L’homme s’éloigna gravement, entra dans un petit enclos, puis ramena deux ânes si petits, qu’on eût dit qu’ils allaient s’échapper entre nos jambes.

« Pourront-ils nous porter ? demandai-je.

— Sidi, un seul nous porterait tous les trois. »

J’hésitai pourtant à peser sur cette petite bête ; mais le vaillant âhon ne sembla nullement surchargé ; il se mit tout de suite au trot ; en quelques minutes nous eûmes franchi la distance qui nous séparait de la ville.

À peine dépassions-nous la porte, qu’une voix rude m’arrêta.
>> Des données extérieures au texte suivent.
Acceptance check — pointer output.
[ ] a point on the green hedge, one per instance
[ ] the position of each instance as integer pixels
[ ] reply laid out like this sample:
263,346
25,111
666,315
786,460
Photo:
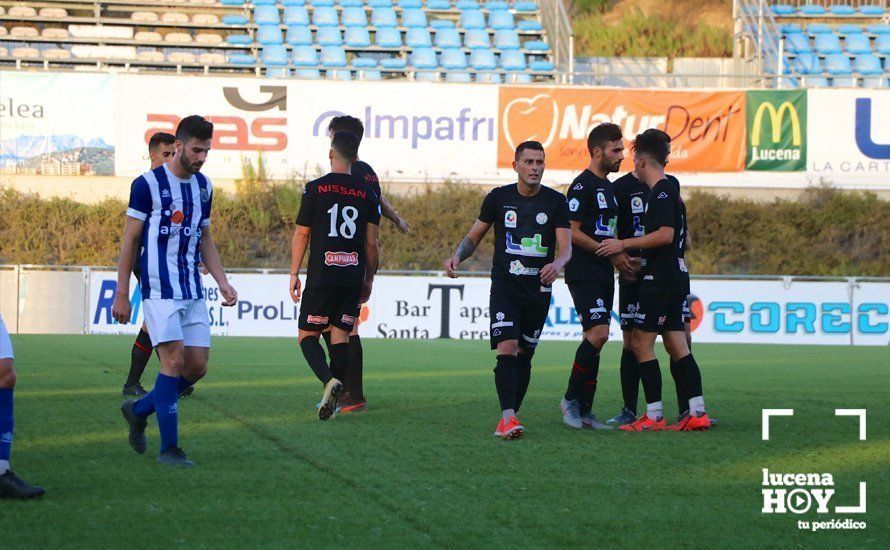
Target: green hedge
823,232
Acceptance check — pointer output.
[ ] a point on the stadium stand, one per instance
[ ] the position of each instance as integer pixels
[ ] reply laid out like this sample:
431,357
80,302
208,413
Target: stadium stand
413,39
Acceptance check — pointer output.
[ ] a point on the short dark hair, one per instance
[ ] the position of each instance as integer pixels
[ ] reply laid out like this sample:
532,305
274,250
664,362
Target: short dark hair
653,145
194,126
160,138
602,134
532,145
345,144
349,124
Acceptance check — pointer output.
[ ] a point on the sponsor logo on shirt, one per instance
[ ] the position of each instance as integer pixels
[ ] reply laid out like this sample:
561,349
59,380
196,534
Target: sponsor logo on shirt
527,246
340,259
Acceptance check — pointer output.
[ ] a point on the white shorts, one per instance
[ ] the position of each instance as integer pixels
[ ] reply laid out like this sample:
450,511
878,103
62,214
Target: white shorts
172,320
5,342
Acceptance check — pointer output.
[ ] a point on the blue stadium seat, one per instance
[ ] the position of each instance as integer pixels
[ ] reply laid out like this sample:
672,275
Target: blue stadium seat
304,56
388,38
414,18
268,34
235,19
274,55
477,38
454,60
333,56
828,43
325,17
529,25
354,17
838,9
423,58
328,36
447,38
418,38
307,74
513,60
384,18
299,36
501,20
296,15
239,39
812,9
358,37
472,19
525,6
483,60
857,43
266,15
506,40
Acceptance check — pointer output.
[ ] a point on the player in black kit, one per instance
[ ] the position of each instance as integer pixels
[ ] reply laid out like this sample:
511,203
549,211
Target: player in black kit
663,290
339,214
529,221
591,278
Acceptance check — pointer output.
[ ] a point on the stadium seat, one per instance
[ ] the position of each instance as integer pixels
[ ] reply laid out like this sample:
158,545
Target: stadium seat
267,34
299,36
828,44
296,15
333,56
325,17
483,60
812,9
304,56
447,38
266,15
388,38
414,18
501,20
472,19
274,55
384,18
506,40
357,37
513,60
423,58
418,38
354,17
329,36
454,60
476,39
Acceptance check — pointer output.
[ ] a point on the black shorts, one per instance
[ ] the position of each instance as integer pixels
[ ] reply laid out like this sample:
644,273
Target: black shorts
628,296
515,317
660,313
593,300
323,307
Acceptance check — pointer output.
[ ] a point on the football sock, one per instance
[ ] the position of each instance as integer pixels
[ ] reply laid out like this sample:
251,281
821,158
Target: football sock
524,376
650,374
139,357
339,360
7,425
630,380
354,374
166,392
506,380
314,355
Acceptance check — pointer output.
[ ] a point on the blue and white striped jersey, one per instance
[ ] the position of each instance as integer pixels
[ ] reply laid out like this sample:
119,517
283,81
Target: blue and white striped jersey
174,212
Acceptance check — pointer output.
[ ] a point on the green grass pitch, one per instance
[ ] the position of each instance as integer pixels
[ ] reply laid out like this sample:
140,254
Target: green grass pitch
421,467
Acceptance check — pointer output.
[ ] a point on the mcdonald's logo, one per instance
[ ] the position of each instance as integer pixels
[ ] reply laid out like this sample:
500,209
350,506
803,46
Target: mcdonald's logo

« As-tu payé ? » demandait la voix.

Dans les ruines de la muraille, je distinguai un trou noir et carré ; par ce trou passait une tête, et sur le visage de cette tête trônait une énorme paire de lunettes. Sous les lunettes se montrait un nez crochu, et sous ce nez une ouverture édentée qui avait proféré l’exclamation que je venais d’entendre.

« Quel est cet homme ? dis-je à mon guide.

— C’est le percepteur de l’impôt pour le Grand Seigneur. »

Je fis approcher mon âne pour me donner le plaisir d’exhiber mon passeport, et je demandai :

« Que veux-tu ?

— De l’argent.

— Regarde. »

Je présentai le cachet de Sa Hautesse devant les formidables lunettes.

« Ah ! pardonne, Seigneur ! »

Tout d’un coup la tête disparut ; je vis s’échapper, par-dessus un pan ruiné de la vieille muraille, ume forme maigre et décharnée, portant un antique uniforme de janissaire : larges pantalons bleus, bas rouge, veste verte, et sur la tête une sorte de turban blanc agrémenté d’une bourse retombant par derrière. C’était le vaillant radjal-el-mal (le receveur).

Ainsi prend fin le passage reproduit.